The gameplay for Worbital is not unlike anything I have seen before; it is simply packaged differently. As you start a game, you are given a planet. On that planet, you must build weapons from the resources that you harvest from other planets and moons. The weapons come in a very wide variety of functions ranging from simple canons which can be influenced by gravity, to heavy lasers that fire in a straight beam at the target. Each unit has a build time and set number of hit points until destroyed. It’s typical RTS stuff.
The “curve” that this game throws in the gameplay is found in the orbit of the heavenly bodies themselves. Each weapon is placed on a specific side of the planet. As the planet rotates, the weapons rotate as well. That is where you will need to get creative with your shots. If the target is on the polar end of the planet, then a calculated shot using the gravitational fields of other planets in the solar system may need to be used in order to make a hit. This little detail can either drive players nuts or give them the adequate challenge that they are looking for.
The goal is to destroy the enemy planets. That is done through whittling away at the surface of each planet with your weapons until the planet’s core is exposed and struck. In this way, Worbital reminds me of a very nuanced version of the classic PC masterpiece, Worms. Each shot creates a circular crater where it struck.
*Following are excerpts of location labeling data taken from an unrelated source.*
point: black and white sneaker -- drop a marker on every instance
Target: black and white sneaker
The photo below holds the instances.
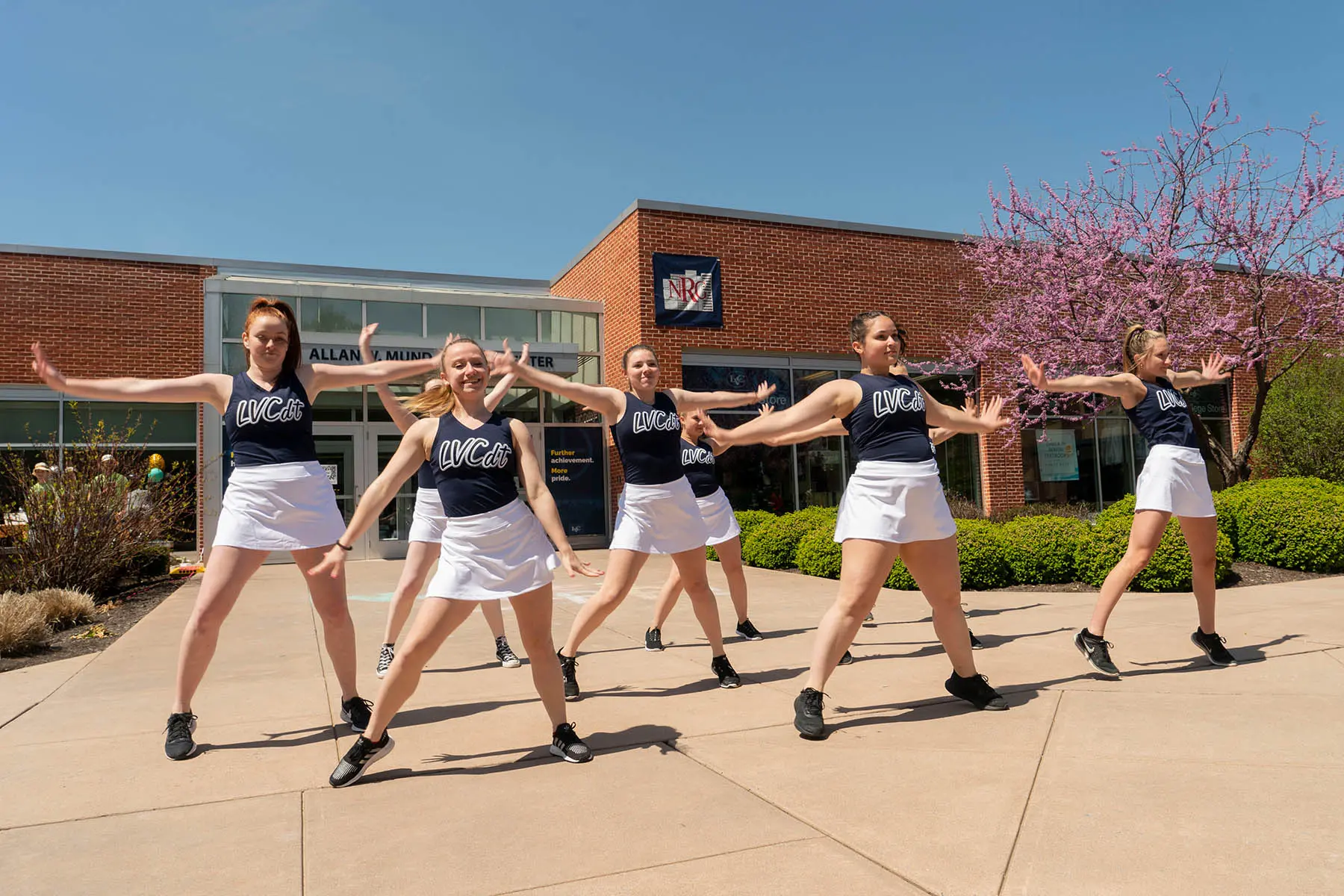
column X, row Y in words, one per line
column 569, row 746
column 505, row 655
column 1213, row 648
column 567, row 675
column 749, row 630
column 385, row 660
column 806, row 714
column 1097, row 652
column 727, row 676
column 355, row 712
column 179, row 743
column 974, row 691
column 358, row 759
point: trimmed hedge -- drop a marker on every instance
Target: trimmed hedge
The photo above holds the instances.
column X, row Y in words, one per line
column 1041, row 548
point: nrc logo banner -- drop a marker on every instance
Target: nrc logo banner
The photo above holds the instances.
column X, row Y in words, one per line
column 687, row 290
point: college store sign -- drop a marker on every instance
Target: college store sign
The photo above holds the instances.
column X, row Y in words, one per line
column 553, row 358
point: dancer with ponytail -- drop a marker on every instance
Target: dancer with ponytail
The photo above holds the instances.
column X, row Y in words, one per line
column 893, row 507
column 1174, row 481
column 279, row 497
column 725, row 534
column 494, row 547
column 428, row 524
column 658, row 511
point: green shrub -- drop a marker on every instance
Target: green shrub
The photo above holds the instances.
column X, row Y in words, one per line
column 1293, row 527
column 1303, row 425
column 1169, row 570
column 1041, row 548
column 819, row 554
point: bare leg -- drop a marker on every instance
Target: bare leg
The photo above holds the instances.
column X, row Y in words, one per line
column 225, row 578
column 329, row 597
column 1144, row 536
column 934, row 567
column 865, row 567
column 421, row 558
column 621, row 571
column 667, row 598
column 697, row 583
column 534, row 625
column 1202, row 539
column 437, row 620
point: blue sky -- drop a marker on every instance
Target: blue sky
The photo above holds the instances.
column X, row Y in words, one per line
column 499, row 137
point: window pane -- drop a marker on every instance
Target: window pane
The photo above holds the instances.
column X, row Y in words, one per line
column 461, row 320
column 517, row 324
column 570, row 327
column 137, row 422
column 25, row 422
column 394, row 319
column 562, row 410
column 329, row 316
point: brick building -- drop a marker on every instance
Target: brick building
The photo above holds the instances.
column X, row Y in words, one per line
column 789, row 287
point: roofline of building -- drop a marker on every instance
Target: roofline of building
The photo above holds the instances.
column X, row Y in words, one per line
column 242, row 267
column 739, row 214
Naturally, some weapons leave larger craters than others.
Keeping it Simple, Making It Fun
Indie titles usually sport one of two extremes; they are either way too simple, or incredibly nuanced and complicated. Worbital does a good job of hitting that sweet middle spot that many games miss. The gameplay aligns with the standard RTS “build, wait, attack” formula that we all know and love, but adds the “trajectory shooter” mechanic that gives it a good twist. These simple mechanics, however, are masked by some annoying learning curves that come into the play when playing the CPU or other players.
The slow rotation of the planets force the players to wait for much longer than just the time it takes to create their weapons. Though the weapon catalog is massive in this game, most of them are only effective if they are on the correct side of the planet during a given rotation. This can be infuriating when going up against another player that just happens to be in the right place at the right time. Along with this, the keybindings can often be complicated. Timing the shots with the slow rotation and the odd placement of the keys creates more discomfort than a challenge.
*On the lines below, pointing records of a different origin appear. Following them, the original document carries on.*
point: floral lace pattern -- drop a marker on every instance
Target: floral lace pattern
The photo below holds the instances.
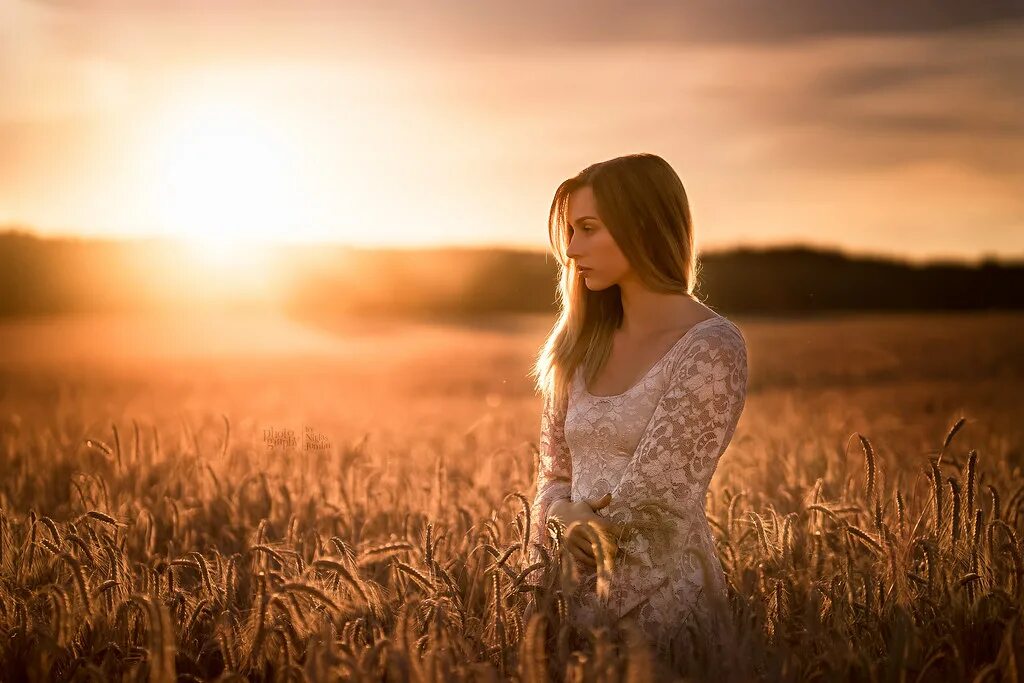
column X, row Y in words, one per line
column 655, row 447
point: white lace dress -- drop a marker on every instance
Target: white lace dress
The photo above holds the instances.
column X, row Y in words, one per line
column 655, row 447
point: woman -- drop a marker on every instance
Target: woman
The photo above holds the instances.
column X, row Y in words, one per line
column 642, row 386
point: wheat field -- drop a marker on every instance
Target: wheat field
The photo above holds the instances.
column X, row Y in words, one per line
column 258, row 500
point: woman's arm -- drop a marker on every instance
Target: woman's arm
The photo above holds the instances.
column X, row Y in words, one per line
column 554, row 471
column 691, row 426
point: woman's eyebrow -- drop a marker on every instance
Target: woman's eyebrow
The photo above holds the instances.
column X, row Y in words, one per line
column 583, row 218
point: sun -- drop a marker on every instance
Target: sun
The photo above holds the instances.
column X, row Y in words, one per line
column 226, row 172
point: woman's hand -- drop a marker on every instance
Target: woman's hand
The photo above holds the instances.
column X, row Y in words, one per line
column 577, row 538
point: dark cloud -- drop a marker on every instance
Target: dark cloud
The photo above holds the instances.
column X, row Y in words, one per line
column 537, row 22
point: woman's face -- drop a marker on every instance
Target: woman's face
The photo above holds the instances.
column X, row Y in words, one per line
column 591, row 244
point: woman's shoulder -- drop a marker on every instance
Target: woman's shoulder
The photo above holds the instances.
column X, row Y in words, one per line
column 716, row 333
column 720, row 328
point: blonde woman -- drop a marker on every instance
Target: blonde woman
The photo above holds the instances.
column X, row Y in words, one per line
column 643, row 386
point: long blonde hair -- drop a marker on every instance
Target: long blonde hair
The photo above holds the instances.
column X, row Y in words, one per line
column 642, row 202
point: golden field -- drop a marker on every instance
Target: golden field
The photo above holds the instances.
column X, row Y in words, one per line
column 155, row 522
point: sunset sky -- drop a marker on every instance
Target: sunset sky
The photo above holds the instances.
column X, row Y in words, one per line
column 879, row 127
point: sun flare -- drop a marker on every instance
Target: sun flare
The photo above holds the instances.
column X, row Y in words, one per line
column 226, row 173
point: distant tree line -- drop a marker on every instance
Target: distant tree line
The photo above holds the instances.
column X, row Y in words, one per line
column 54, row 275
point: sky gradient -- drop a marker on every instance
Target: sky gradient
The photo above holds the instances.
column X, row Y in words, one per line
column 863, row 126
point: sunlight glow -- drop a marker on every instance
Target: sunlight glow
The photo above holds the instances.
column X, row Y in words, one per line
column 226, row 172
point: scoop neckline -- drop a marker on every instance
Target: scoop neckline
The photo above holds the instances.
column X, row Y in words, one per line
column 583, row 381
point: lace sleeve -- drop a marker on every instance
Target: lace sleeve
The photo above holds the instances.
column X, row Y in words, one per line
column 554, row 478
column 691, row 426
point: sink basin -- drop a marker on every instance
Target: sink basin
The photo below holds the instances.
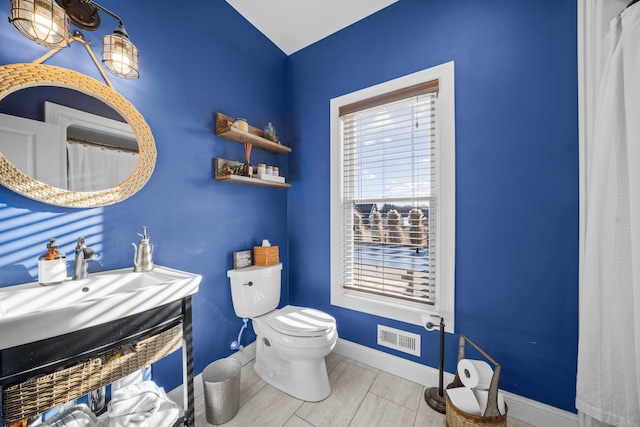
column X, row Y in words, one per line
column 31, row 312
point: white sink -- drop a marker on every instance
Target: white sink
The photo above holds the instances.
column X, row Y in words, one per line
column 31, row 312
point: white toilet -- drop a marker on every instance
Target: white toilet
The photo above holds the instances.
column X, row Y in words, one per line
column 292, row 341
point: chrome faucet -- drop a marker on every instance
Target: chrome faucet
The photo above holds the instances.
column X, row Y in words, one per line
column 81, row 263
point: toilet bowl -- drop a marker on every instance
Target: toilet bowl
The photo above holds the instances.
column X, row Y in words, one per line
column 291, row 342
column 293, row 360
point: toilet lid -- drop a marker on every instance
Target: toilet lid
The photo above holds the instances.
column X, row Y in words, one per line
column 300, row 321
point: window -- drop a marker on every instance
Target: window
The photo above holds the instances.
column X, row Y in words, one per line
column 392, row 198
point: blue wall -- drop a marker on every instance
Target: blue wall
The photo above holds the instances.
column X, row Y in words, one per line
column 190, row 68
column 517, row 169
column 517, row 175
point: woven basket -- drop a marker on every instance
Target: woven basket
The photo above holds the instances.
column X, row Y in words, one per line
column 263, row 255
column 458, row 418
column 29, row 398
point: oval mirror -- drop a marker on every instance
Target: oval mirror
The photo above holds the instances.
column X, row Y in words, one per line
column 94, row 117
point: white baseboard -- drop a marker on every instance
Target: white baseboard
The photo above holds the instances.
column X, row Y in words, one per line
column 522, row 408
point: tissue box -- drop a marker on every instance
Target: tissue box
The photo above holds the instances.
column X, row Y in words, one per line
column 265, row 255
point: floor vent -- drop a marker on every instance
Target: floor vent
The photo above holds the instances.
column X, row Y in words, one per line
column 399, row 340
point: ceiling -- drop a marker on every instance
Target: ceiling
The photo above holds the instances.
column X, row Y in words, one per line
column 295, row 24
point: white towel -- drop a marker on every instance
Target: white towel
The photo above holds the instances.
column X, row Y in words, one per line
column 142, row 405
column 76, row 416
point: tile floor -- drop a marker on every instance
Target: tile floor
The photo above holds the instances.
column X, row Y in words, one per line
column 361, row 396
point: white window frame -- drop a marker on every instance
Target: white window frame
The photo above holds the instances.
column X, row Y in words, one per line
column 417, row 314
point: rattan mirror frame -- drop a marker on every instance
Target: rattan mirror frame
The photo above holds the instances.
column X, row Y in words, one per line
column 14, row 77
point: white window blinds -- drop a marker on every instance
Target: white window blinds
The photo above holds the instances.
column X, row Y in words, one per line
column 389, row 195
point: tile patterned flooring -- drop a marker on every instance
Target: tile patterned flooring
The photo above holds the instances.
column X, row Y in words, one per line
column 361, row 396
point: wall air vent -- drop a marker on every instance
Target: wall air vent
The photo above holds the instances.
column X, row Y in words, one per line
column 399, row 340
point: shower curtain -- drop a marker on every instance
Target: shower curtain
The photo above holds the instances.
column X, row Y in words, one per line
column 93, row 168
column 608, row 383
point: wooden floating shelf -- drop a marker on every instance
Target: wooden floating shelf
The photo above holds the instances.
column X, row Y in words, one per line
column 255, row 136
column 239, row 179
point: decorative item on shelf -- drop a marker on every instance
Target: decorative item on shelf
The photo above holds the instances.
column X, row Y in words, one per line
column 45, row 22
column 241, row 259
column 266, row 254
column 270, row 133
column 247, row 169
column 241, row 124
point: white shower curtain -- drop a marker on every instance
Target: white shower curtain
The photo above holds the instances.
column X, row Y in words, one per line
column 608, row 383
column 92, row 168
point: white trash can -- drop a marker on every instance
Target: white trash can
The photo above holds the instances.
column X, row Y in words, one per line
column 222, row 390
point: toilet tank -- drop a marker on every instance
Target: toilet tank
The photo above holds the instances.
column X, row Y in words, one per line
column 255, row 290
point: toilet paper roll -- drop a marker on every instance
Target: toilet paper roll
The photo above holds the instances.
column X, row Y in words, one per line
column 483, row 396
column 475, row 373
column 464, row 399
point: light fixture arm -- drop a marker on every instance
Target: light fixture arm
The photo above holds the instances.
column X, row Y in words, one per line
column 78, row 38
column 105, row 10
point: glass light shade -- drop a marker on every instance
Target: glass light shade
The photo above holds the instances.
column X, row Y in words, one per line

Despite this, the strongest area of this game is the multiplayer. Worbital offers local and online play, as well as a “quick game” option. As you continue to play, you will receive more game points that can go towards weapon upgrades, as well as cosmetic items that allow you to give your commander and planet a unique look.
The Final Verdict
Worbital is one of those hidden gems on Steam that most people will not find unless they are looking for it. Really, that’s a shame. Its unique blend of RTS and trajectory gameplay provides an experience that most gamers will find challenging…and fun. There are some interface issues with key bindings and the annoyingly slow rotation of the planets. However, this is offset by the non-stop explosive action of multiple planets firing at each other in a single solar system. This game is a blast, and you owe it to yourself to give it a try.
With all of that said, I give Worbital 8.0 exploding planets out of 10. If you would like to try it for yourself, it is now available on Steam. Happy planet ‘sploding!